EXHIBIT #2: EXCESS EQUITY FLOWS
Source: BNY iFlow
Our Take
EM equity flows in the last month and quarter were negative except for consumer staples. This reflects an inherent concern about valuations, global growth and the overall risk appetite of global investors. The spike in the last two weeks of April highlights the view that energy prices have bottomed out, with oil below $60bbl pushing the decline to over 25% y/y. Consensus flows in buying banks and real estate highlights the hope that rate policy will support those sectors.
Forward Look
Global flows into EM equities are constrained by USD and rate policy – with hopes of FOMC easing high – 1% cuts are fully priced. This means that recoveries in EM remain linked to how slow the U.S. growth rate proves to be in the next quarter. There is a window for EM outperformance if central bankers have room to ease and governments have room to spur new spending without hitting their own bond markets. This is the current stalemate as investors clearly want to invest in domestic rather than in international growth sectors in EM.
EXHIBIT #3: EM EQUITIES CROSS-BORDER FLOWS AND HOLDINGS ARE NEAR HISTORIC LOWS
Source: BNY iFlow
Our Take
April selling in EM equities was extreme but not dissimilar to the Q4 December washout linked to Europe and China growth concerns. The bigger surprise in EM equities has been the lack of buying in the first quarter. Some of this reflects the constraints of central bankers to ease further, but much is driven by value and geopolitics. Holdings in EM are back to 2016 lows. Even the ex-China flow reveals near historic lows for holding EM equities. Volumes in EM market volumes peaked in Q4, reflecting a washout trade linked to the FOMC policy shift from easing to pausing.
Forward Look
Investors have an opportunity to find value in EM with a rare chance of diversity. LatAm enjoyed a better outcome in Q1, and many see EMEA leading in Q2, while APAC is focused on India. There is also an opportunity in the value metric of EM as the average P/E there is 14.9 compared to 25 in the U.S. and 17.1 in the EU. The longer-term story for investors mixes good policy with positive demographics along with the current tactical points about value. Convergence of value metrics across developed and emerging markets can still occur in a world more focused on national interests rather than globalization. The criteria for success in EM investments will start with policy pushes that build on sustainable domestic demand rather than on export-focused strategies. Extraction economics and cheap labor are no longer sufficient tools to attract investors.

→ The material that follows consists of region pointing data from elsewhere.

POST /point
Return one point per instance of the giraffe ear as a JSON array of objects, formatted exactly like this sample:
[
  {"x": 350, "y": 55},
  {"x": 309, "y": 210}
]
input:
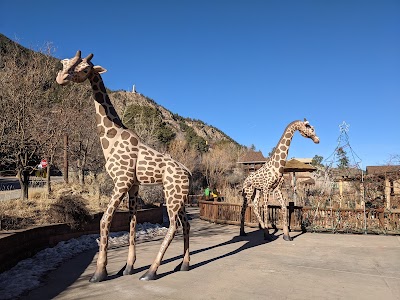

In the short term, investors are likely to see EM stocks as a value play and as a diversification against current U.S./China tariff risks. The role of MSCI EM Ex-China as a benchmark is on the rise. Much of this remains an Asia-focused list heavily skewed toward financials and technology. There is room for investors to consider more domestic focused companies providing consumer staples, financial services and real estate. Those flows have been notable in the last few days and will be a trend to watch for the next few months. The bigger picture remains one about global growth, political risks and how uncorrelated EM is in to the developed world. For many, the fragmentation of global supply chains opens up new opportunities, and EM is the most obvious one.